But a quick Google shows lots of Chinese copies available. So I could not say for sure, I'm no expert.

How much did you pay and where did you buy it from?

Cheers Martin


----------



## WRENCH (Jun 20, 2016)

Everything on the box looks OK. The cheap copies I've seen have an effective looking flocked plastic moulding to retain the watch in place, which distorts easily if you poke it with your finger. :thumbsup:


----------



## JoT (Aug 12, 2003)

Looks like an original to me


----------



## Cyclops930 (Oct 20, 2017)

Looks OK to me but even a real Rolex box looks cheap compared to a lot of other makes.


----------



## IBM (Sep 25, 2018)

I have genuine Rolex boxes and one possibly not genuine Rolex box. Yours look more like my possibly not genuine box. The inside looks a cheaper material than genuine. Just an educated guess.

Like somebody mentioned above, don't think having a genuine box is really that important. Unless it's a very rare rolex


----------



## Nigelp (Jan 28, 2015)

with some of the high end fakes (if that isn't an oxymoron) coming out of china these days...boxes and watches, i'd never commit myself from a photo. Its impossible to be sure.


----------



## Chromejob (Jul 28, 2006)

Should've sent the box for servicing, too.

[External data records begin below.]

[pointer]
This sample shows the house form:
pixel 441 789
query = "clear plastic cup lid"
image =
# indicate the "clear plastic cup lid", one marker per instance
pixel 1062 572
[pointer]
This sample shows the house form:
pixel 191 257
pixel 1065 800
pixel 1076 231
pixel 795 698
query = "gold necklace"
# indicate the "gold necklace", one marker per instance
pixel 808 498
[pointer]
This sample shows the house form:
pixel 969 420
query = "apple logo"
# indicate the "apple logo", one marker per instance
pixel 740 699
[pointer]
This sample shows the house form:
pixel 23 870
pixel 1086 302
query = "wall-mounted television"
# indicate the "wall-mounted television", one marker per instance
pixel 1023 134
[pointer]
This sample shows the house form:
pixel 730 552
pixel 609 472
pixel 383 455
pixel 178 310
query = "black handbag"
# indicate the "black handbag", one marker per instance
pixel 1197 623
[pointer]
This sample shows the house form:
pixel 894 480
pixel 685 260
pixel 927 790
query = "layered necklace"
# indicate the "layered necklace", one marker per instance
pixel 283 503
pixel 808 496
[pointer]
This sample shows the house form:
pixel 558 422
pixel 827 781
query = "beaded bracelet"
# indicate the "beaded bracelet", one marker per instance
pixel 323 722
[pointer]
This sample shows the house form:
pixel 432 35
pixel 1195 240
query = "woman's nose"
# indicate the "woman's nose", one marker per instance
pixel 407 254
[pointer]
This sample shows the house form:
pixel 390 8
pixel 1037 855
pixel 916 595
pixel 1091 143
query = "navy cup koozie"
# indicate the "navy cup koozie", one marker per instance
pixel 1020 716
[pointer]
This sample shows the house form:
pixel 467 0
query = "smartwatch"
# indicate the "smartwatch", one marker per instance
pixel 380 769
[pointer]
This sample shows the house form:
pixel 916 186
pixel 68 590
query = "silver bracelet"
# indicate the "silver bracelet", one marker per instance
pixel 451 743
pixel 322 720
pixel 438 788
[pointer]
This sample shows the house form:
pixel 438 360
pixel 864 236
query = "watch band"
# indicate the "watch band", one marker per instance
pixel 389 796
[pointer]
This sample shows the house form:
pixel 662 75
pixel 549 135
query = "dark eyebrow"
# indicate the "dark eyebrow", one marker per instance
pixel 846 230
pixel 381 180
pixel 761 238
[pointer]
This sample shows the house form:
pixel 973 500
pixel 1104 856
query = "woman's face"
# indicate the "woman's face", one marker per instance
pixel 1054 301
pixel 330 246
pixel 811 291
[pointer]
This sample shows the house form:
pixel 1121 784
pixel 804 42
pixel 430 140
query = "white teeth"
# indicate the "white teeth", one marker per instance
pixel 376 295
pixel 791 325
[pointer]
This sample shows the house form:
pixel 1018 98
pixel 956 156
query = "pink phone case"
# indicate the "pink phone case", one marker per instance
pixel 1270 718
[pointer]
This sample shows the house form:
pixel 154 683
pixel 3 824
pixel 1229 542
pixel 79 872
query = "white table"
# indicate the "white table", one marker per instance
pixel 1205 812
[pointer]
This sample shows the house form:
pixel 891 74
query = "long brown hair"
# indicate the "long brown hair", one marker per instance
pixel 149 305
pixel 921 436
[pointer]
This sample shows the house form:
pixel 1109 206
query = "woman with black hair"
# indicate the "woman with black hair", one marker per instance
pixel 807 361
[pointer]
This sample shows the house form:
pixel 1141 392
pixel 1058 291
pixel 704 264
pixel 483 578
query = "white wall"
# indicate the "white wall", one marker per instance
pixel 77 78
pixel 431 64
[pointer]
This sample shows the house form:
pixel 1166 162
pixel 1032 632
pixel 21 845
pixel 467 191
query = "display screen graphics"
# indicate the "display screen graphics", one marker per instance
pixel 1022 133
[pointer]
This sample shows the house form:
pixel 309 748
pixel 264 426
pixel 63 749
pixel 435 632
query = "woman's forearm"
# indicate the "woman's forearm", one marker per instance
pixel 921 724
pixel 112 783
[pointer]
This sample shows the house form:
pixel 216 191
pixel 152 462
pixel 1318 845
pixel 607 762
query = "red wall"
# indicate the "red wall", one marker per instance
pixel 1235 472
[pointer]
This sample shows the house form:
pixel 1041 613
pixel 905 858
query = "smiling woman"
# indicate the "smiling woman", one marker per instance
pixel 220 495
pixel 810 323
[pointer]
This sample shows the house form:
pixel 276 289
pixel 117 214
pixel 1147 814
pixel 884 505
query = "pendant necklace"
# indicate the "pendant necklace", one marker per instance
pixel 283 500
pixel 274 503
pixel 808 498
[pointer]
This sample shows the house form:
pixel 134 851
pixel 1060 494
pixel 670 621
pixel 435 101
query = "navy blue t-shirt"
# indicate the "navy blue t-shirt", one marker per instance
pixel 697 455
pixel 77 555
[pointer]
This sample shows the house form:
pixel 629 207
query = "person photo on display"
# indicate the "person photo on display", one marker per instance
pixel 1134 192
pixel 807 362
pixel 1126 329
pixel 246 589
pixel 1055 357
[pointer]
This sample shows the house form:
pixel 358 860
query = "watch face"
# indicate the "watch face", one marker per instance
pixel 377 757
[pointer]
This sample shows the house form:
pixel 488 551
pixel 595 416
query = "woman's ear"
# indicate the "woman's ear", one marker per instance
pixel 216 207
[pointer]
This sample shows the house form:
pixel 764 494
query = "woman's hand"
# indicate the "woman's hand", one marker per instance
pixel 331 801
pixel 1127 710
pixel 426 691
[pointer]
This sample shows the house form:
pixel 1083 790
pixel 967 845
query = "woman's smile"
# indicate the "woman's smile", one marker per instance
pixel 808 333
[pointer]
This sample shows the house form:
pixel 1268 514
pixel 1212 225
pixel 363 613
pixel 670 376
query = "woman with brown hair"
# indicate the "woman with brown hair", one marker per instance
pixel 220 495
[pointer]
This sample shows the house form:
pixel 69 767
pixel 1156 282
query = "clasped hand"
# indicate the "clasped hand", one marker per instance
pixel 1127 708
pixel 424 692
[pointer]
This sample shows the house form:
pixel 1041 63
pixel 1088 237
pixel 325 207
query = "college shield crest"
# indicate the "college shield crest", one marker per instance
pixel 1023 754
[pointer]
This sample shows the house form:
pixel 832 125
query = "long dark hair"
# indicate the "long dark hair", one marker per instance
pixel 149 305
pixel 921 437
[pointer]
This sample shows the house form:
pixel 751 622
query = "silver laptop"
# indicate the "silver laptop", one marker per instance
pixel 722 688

I'm taking short odds that the OP isn't back to even thank for the responses.


----------



## Roger the Dodger (Oct 5, 2009)

Looks OK to me, too.


----------



## Chris 810 (Nov 18, 2018)

Looks ok to me but difficult to tell all i can say is if you can pick it up with one hand its not a longines legend diver box, which is the size of a small terrace house.


----------



## vinn (Jun 14, 2015)

rolex is famous for fakes, for years ! omegas get less atention and may be a better design. a few years ago, I met a dealer selling admitted fake watches for $80. , they all were well made, and several rolex models1 no omegas! i bought a bretling. vin


----------



## Chromejob (Jul 28, 2006)

Chromejob said:


> I'm taking short odds that the OP isn't back to even thank for the responses.


 See? OP never even came back to look. Last active: October 26. :mad0218:


----------